My PhD research was concerned with the practices and consequences of reading shonen manga (Japanese comics marketed primarily at an audience of teenage boys). My thesis is about how readers encounter and assemble the dispersed elements presented to them on the page (words and pictures, panels and gutters) in order to produce a story that seems to reside within the material text itself and be available to any competent reader. While, for the most part, the stories readers find in the texts are similar (and presumably resemble the stories their creators intended to tell a variety of readings can be produced from the same text. These differences emerge and are worked through in fannish debates about the 'canonical' manga text which often take place online. My thesis also explores issues surrounding multi-mediation and cross-cultural and adaptation and translation of manga and anime texts.

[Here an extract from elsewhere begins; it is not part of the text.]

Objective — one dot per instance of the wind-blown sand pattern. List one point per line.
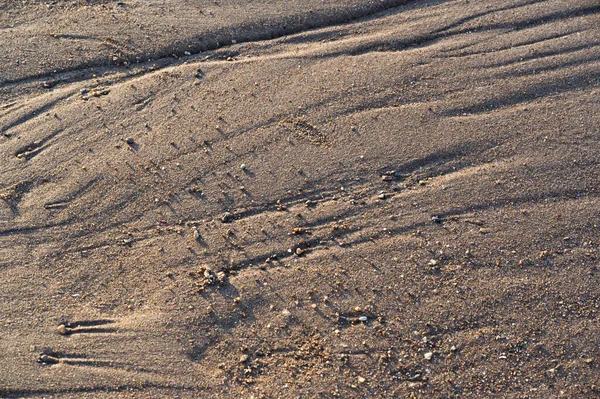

I am also interested in how children and young people engage with and experience violence in media texts. Building upon aspects of my PhD, which explored the 'epic' and the 'awesome' as articulated in readers' experience and discussions of fight scenes in manga , I am interested in exploring how children and young people relate to 'violent' media texts and what they do with them.
I am currently working on a project called 'Baby Steps', which explores how various objects and materials are implicated in the emergence of young children's mobility. The project investigates the invention, design, marketing and use of a range of different objects and materials (including shoes, baby walkers, push-along toys, buggies, stairs and stair gates, among other things) for promoting or impeding young children's mobility. The project combines video ethnography with young children and their families, with interviews with designers and manufacturers and documentary and archival research.
The 'Baby Steps' project forms part of my broader interests in materiality and embodiment in early childhood. I am also interested in the role of objects and materials in early childhood education. My previous research has investigated on the social, spatial and material organisation of early childhood classrooms and the notion of 'participation' in childhood research.